Günümüzde mağduriyet kavramı sıkça tartışılan bir olgu haline geldi. Medya ve kamuoyu, bazı olayları abartarak belirli kişileri mağdur olarak gösterme eğiliminde olabiliyor. Ancak gerçek mağdurlar çoğu zaman göz ardı ediliyor, sistemin içinde sessizce ezilip gidiyorlar. Bu durum, özellikle sağlık, adalet ve iş yaşamı gibi kritik alanlarda daha da belirgin hale geliyor.
Son dönemde gündeme gelen stent olayı, bu durumun çarpıcı bir örneği olarak karşımıza çıkıyor. Burada sorumluluk, en zayıf ve en çalışmaya muhtaç kişinin üzerine yıkıldı. Günlerce medya önünde sergilendi, ardından tutuklandı. Oysa olayın ardındaki kararları verenler, sürecin esas sorumluları perde arkasında kaldı.

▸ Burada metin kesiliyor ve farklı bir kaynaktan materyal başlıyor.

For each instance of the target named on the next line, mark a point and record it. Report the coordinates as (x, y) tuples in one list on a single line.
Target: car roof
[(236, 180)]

Sağlık Sistemindeki Çarpıklıklar ve Bireysel Sorumluluk
Sağlık sisteminde işleyiş çoğu zaman karmaşık prosedürlere bağlıdır. Bir hastanın ameliyat olması, gerekli müdahaleyi alması birçok farklı kademedeki onay süreçlerine tabidir. Ancak bu sistemde çalışan düşük seviyeli personel, çoğu zaman kendisini yetkili mercilerin kararlarını uygulamak zorunda hisseder.
Stent olayında da benzer bir süreç işledi. Kararı veren, işlemi gerçekleştiren ve finansal işlemleri yöneten birçok kişi varken, en alt kademede çalışan bir personel bütün sorumluluğu üstlenmek zorunda bırakıldı.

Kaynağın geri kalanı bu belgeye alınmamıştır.